One reason I don't want to set myself up as the statistics police is that I don't want to discourage people from doing innovative research--that is, I'm sensitive to Andrew Oswald's comments discussed here. http://www.stat.columbia.edu/~cook/movabletype/archives/2006/07/is_this_blog_to.html
The bigger reason is that I'm more interested in positive findings (my own research and others'). It would be pointless to go through thousands of research articles looking for statistical flaws. Some of this is good (for teaching purposes, to discover some general principles of statistical reasoning, and occasionally to deflate some overhyped claim) but spending too much effort on this would reduce my time for better work.
Until I read this thread I hadn't ever given any thought to why beautiful women seemingly have more daughters or why intelligent men tend to have more sons, then unattractive women and average thinking men. I don't know if I agree with the author. I think that in any attempt to measure beauty or intelligence, which in both cases neither has a standard or scale to be measured precisely or accurately, the “label” that a person obtains is purely subjective and completely relative. Overall the idea is definitely feasible but somewhat far fetched.
Andrew Gelman writes:
>The bigger reason is that I'm more interested in >positive findings (my own research and others').
Even false positives? The purpose of the statistical policeman is to separate the true positives from the false ones.

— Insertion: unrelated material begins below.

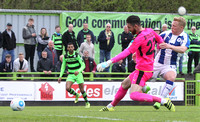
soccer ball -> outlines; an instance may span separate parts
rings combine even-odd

This preference for positive findings results in a potential problem - since only positive findings get published, reported significance statistics are skewed. If everyone uses a 95% significance level, then only stuff which reaches that threshold gets published. Wrong results will be significant 5% of the time. If 5% of ideas are right, and 95% wrong, then about half of all positive results will be true positives, half false positives. Potentially, half of all published material will be wrong. This result is even worse if people fudge the statistics, or if the value for 'good ideas' is lower.